On Friday, President Trump extended an invitation to Russian President Vladimir Putin to come to Washington. Putin has not yet formally accepted the offer, but if the two leaders meet for a second summit, there is one thing that should be a priority on their agenda: arms control.

Trump would prefer to make this meeting a victory for himself – not another weird performance as in Helsinki. Russia seems on board with the idea of arms control talks. And beyond political points, limiting nuclear arms with Russia is also a good move for the country.

To do this, Trump should make clear to Putin that his threat to pull the United States out of the Intermediate-Range Nuclear Forces Treaty, commonly known as INF, would not be finalized without negotiation. That agreement bans intermediate range ground launched missiles, and it successfully limited an entire class of weapons in both the U.S. and Russia.

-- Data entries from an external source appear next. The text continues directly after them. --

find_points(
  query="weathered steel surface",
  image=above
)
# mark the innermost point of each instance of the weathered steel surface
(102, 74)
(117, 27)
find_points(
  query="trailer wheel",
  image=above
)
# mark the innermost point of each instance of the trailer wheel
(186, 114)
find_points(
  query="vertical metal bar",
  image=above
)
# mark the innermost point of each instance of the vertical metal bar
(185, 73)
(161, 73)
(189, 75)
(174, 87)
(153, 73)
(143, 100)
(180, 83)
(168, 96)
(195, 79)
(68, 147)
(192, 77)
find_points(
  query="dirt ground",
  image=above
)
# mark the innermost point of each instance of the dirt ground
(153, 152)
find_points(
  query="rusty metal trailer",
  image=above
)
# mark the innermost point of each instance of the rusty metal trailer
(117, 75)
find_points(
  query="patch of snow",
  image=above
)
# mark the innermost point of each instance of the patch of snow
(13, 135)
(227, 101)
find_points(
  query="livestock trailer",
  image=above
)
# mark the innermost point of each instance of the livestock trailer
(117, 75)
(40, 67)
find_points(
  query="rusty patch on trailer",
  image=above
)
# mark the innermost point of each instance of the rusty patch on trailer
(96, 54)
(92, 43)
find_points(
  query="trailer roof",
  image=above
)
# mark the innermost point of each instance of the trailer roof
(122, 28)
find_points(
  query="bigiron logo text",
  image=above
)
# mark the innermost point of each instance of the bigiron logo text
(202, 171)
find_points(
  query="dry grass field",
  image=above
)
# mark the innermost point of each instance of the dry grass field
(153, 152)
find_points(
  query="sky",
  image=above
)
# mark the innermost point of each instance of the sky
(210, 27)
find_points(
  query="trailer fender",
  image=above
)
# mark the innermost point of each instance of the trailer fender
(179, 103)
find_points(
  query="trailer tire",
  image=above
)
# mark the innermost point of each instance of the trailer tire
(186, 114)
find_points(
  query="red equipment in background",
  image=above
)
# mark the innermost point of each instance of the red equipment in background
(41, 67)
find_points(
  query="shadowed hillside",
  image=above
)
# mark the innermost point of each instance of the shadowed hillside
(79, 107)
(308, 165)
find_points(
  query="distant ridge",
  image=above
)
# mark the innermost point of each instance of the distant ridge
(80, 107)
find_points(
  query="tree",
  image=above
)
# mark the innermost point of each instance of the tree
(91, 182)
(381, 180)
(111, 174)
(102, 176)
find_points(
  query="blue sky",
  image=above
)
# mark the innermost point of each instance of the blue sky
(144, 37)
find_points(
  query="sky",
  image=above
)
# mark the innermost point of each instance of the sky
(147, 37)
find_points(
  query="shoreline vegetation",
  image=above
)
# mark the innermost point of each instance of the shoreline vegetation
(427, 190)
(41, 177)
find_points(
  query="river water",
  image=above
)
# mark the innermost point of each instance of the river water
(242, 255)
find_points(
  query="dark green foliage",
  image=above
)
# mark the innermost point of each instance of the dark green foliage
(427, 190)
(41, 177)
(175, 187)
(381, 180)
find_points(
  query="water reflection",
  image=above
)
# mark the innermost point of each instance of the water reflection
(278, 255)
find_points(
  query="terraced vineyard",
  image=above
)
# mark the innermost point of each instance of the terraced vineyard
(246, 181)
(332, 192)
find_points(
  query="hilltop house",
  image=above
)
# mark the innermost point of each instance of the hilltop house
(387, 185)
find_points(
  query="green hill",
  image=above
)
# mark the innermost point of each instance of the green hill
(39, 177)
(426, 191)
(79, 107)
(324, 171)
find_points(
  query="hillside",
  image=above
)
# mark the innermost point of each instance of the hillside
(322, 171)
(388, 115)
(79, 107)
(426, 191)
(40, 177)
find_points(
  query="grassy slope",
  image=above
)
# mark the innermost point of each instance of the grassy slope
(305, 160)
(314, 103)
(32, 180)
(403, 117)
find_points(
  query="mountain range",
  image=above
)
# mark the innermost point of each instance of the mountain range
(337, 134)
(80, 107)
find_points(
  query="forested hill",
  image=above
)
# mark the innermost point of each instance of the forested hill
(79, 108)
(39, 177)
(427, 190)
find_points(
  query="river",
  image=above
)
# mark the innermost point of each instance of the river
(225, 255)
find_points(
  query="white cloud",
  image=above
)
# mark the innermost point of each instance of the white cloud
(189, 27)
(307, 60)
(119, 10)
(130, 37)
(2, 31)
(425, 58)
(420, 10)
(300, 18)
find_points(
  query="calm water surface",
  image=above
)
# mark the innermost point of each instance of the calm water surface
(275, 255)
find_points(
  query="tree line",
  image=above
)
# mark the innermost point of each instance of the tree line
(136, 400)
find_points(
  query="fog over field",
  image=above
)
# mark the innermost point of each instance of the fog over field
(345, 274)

Putting INF negotiations on the table would give Trump the opportunity to further pressure Moscow to comply with the terms of the Reagan-era agreement and get rid of its 9M729 missiles, which the U.S. views as violating the terms of the treaty.

For that to be a good faith effort, however, Washington must also express a willingness to evaluate its current missiles in Romania which have, not without cause, drawn complaints from Moscow for also failing to comply with the INF provisions.

Trump would also be wise to pursue an extension of the New START treaty past the current 2021 expiration date. That agreement, more formally the New Strategic Arms Reduction Treaty, limits long-range missiles, bombers and warheads that both Russia and the U.S. have on hand. Like the INF, New START allows for verification and inspection as well as reporting on stockpiles between the two countries.

Those agreements not only prevent a costly buildup of missiles in the United States, but also give Washington better data through inspections and monitoring. That frees up time and resources to develop other capabilities and new military technologies.

Keeping the INF also renews good will with allies in Europe, who are directly threatened by the intermediate range missiles banned by the agreement.

Those are all clear and achievable victories for the Trump administration.

As for concerns about China’s missiles, the U.S. should pursue a new agreement with Beijing – no need to scrap one that has been a long-term success with Moscow.